Matthew Taylor

Personal information
- Born: 25 April 2001 (age 25) Scotland

Sport
- Sport: Field hockey
- Position: Goalkeeper

Senior career
- Years: Team / Caps / Goals
- 2017–2021: Inverleith / - / -
- 2022–2023: Grange / - / -
- 2024–2025: Edinburgh Univ / - / -

National team
- Years: Team / Caps / Goals
- –: Scotland /  / -

Medal record
Representing Scotland
European Championship II
| Bronze medal – third place | 2025 Lousada | Team |
Nations Cup 2
| Gold medal – first place | 2025 Muscat | Team |

= Matthew Taylor (field hockey) =

Scottish field hockey player

Matthew Taylor (born 25 April 2001) is a Scottish field hockey player who has represented Scotland and won a gold medal at the Men's FIH Hockey Nations Cup 2 and bronze medal at the Men's EuroHockey Championship II.

== Biography ==
Taylor was educated at Edinburgh Academy and studied Product Design at Edinburgh Napier University.

He made his Scotland U21 debut in 2022 and became a teacher at Edinburgh Academy.

He played club hockey for Inverleith Hockey Club and Grange Hockey Club in the Scottish Hockey Premiership before switching to Edinburgh University Hockey Club, where he made his Scotland debut.
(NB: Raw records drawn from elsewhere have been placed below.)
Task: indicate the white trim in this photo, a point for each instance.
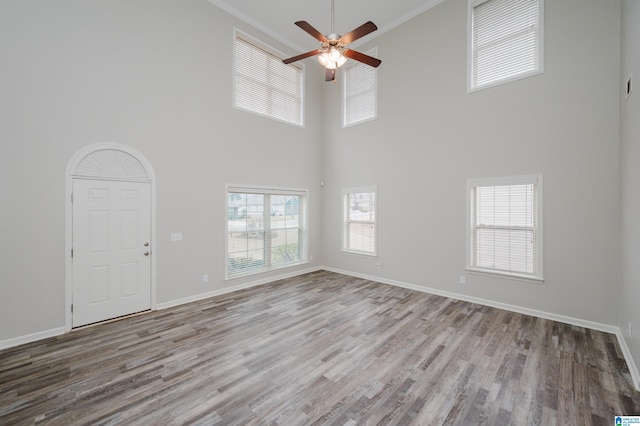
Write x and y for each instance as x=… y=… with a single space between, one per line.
x=71 y=174
x=372 y=52
x=224 y=5
x=535 y=179
x=635 y=376
x=239 y=34
x=345 y=215
x=470 y=89
x=28 y=338
x=268 y=190
x=626 y=352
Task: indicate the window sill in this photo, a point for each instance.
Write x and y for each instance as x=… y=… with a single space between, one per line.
x=506 y=275
x=361 y=253
x=264 y=270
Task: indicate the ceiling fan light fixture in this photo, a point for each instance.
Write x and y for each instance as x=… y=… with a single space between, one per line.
x=332 y=58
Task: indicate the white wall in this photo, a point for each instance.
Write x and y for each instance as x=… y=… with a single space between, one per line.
x=630 y=177
x=431 y=136
x=155 y=76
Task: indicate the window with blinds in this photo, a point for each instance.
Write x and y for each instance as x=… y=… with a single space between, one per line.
x=265 y=230
x=505 y=41
x=505 y=222
x=359 y=92
x=264 y=85
x=359 y=224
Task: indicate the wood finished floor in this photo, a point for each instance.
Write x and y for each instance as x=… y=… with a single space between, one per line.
x=321 y=348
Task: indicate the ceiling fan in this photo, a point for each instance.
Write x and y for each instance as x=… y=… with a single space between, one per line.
x=333 y=53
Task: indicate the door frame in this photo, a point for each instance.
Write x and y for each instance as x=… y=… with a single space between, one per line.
x=106 y=161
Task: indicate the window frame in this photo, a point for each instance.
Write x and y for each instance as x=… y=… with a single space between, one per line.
x=471 y=4
x=266 y=218
x=345 y=220
x=538 y=274
x=238 y=34
x=345 y=81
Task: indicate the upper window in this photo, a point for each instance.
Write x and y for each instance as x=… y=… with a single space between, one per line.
x=265 y=230
x=359 y=94
x=506 y=226
x=359 y=220
x=264 y=85
x=505 y=41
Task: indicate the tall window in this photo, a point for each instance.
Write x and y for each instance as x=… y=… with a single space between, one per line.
x=264 y=85
x=359 y=220
x=265 y=230
x=505 y=41
x=360 y=92
x=506 y=232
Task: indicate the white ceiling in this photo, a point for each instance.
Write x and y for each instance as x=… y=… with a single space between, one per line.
x=276 y=17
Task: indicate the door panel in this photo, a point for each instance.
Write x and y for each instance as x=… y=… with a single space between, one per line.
x=111 y=273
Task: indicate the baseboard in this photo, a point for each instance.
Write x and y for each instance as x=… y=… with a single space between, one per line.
x=225 y=290
x=626 y=352
x=633 y=370
x=28 y=338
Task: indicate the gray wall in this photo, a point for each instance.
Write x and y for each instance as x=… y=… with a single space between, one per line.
x=630 y=178
x=155 y=76
x=431 y=136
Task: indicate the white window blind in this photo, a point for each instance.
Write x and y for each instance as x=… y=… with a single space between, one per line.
x=265 y=230
x=359 y=225
x=506 y=40
x=266 y=86
x=359 y=92
x=505 y=233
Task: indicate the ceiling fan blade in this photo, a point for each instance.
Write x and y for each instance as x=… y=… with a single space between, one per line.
x=366 y=59
x=361 y=31
x=314 y=33
x=330 y=74
x=302 y=56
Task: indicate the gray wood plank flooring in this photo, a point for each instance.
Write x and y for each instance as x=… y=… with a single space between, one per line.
x=320 y=348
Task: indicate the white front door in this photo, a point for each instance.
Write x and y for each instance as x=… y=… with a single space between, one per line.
x=111 y=249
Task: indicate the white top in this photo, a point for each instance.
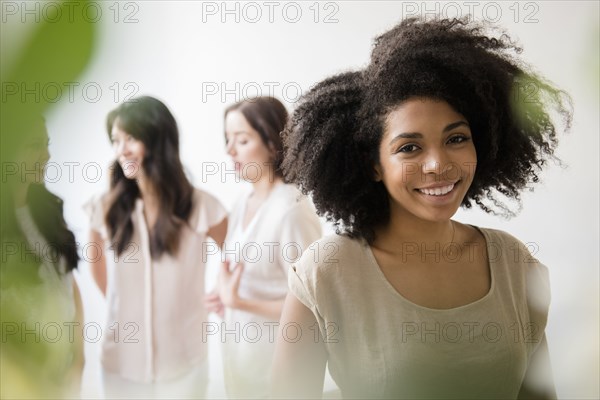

In February 2025, he was part of the men's squad for 2024–25 Men's FIH Hockey Nations Cup 2 in Muscat, Oman, and helped the team win the gold medal. A few months later he helped Scotland win the bronze medal at the 2025 Men's EuroHockey Championship II in Lousada, Portugal, defeating Italy in the third place play off.